Verdrag nopens samenvoeging van douanebehandeling aan de Nederlands-Belgische grens
Artikel VI
Geldend
Geldend vanaf 08-05-1948
- Bronpublicatie:
13-04-1948, Stb. 1949, J 54 (uitgifte: 25-02-1949, kamerstukken/regelingnummer: -)
- Inwerkingtreding
08-05-1948
- Bronpublicatie inwerkingtreding:
13-04-1948, Stb. 1949, J 54 (uitgifte: 25-02-1949, kamerstukken/regelingnummer: -)
- Vakgebied(en)
Vreemdelingenrecht / Grensbewaking
Internationaal publiekrecht / Vrij verkeer
De ambtenaren en beambten van het ene land, die ter uitvoering van dit verdrag voor dienst op het grondgebied van het andere land worden aangewezen, alsmede de met het toezicht op de dienst belaste ambtenaren zijn bevoegd onder vrijstelling van pas- en visumformaliteiten in de uitoefening van hun dienst de grens te overschrijden en op het grondgebied van het andere land te verblijven, zolang het hun door hun administratie verstrekte, volgens een bijzonder model opgemaakte, bewijs noch door tijdsverloop noch door een behoorlijk ter kennis van de bevoegde autoriteit van het andere land gebrachte herroeping zijn geldigheid heeft verloren.

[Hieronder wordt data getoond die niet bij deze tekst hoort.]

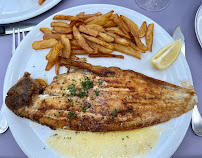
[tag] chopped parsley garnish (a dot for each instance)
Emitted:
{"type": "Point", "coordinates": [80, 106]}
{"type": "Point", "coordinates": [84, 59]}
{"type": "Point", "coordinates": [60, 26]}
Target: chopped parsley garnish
{"type": "Point", "coordinates": [96, 92]}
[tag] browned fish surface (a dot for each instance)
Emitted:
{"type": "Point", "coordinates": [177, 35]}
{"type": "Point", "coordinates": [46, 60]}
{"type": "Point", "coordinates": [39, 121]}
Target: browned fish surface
{"type": "Point", "coordinates": [111, 100]}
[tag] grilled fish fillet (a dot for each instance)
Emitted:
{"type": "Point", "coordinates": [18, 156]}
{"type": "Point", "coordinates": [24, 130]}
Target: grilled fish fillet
{"type": "Point", "coordinates": [111, 99]}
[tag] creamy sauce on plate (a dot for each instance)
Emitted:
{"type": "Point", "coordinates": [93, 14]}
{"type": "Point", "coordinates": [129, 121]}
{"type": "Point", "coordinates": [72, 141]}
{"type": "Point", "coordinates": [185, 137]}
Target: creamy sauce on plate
{"type": "Point", "coordinates": [124, 144]}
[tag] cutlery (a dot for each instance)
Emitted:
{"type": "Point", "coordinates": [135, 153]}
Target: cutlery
{"type": "Point", "coordinates": [3, 121]}
{"type": "Point", "coordinates": [196, 117]}
{"type": "Point", "coordinates": [8, 29]}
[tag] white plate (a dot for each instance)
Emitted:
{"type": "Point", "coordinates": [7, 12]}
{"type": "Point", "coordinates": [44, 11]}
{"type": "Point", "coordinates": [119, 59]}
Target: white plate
{"type": "Point", "coordinates": [32, 140]}
{"type": "Point", "coordinates": [18, 10]}
{"type": "Point", "coordinates": [198, 25]}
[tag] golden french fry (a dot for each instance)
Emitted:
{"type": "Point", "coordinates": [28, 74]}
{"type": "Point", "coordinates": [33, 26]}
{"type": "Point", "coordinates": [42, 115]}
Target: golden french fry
{"type": "Point", "coordinates": [105, 55]}
{"type": "Point", "coordinates": [44, 44]}
{"type": "Point", "coordinates": [57, 67]}
{"type": "Point", "coordinates": [88, 31]}
{"type": "Point", "coordinates": [106, 37]}
{"type": "Point", "coordinates": [110, 23]}
{"type": "Point", "coordinates": [131, 25]}
{"type": "Point", "coordinates": [79, 52]}
{"type": "Point", "coordinates": [80, 39]}
{"type": "Point", "coordinates": [64, 17]}
{"type": "Point", "coordinates": [49, 65]}
{"type": "Point", "coordinates": [66, 51]}
{"type": "Point", "coordinates": [45, 30]}
{"type": "Point", "coordinates": [53, 55]}
{"type": "Point", "coordinates": [142, 29]}
{"type": "Point", "coordinates": [98, 41]}
{"type": "Point", "coordinates": [140, 44]}
{"type": "Point", "coordinates": [118, 39]}
{"type": "Point", "coordinates": [57, 36]}
{"type": "Point", "coordinates": [62, 29]}
{"type": "Point", "coordinates": [76, 47]}
{"type": "Point", "coordinates": [127, 50]}
{"type": "Point", "coordinates": [135, 47]}
{"type": "Point", "coordinates": [74, 57]}
{"type": "Point", "coordinates": [96, 27]}
{"type": "Point", "coordinates": [87, 16]}
{"type": "Point", "coordinates": [101, 49]}
{"type": "Point", "coordinates": [41, 82]}
{"type": "Point", "coordinates": [121, 24]}
{"type": "Point", "coordinates": [90, 19]}
{"type": "Point", "coordinates": [58, 46]}
{"type": "Point", "coordinates": [59, 24]}
{"type": "Point", "coordinates": [149, 36]}
{"type": "Point", "coordinates": [74, 43]}
{"type": "Point", "coordinates": [41, 2]}
{"type": "Point", "coordinates": [102, 19]}
{"type": "Point", "coordinates": [117, 31]}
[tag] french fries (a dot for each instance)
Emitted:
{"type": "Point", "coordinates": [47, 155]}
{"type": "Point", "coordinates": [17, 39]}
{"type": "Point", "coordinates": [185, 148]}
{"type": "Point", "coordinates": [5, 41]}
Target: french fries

Aan de in het voorgaande lid bedoelde ambtenaren en beambten, die hun dienst uitoefenen op een internationaal douanekantoor gelegen aan een spoorweg of op een baanvak van een internationale douaneweg, worden vanwege de spoorwegen van het land, op welks grondgebied zij dienst doen, kosteloze kaarten voor reizen op het in dat land gelegen gedeelte van het baanvak verstrekt.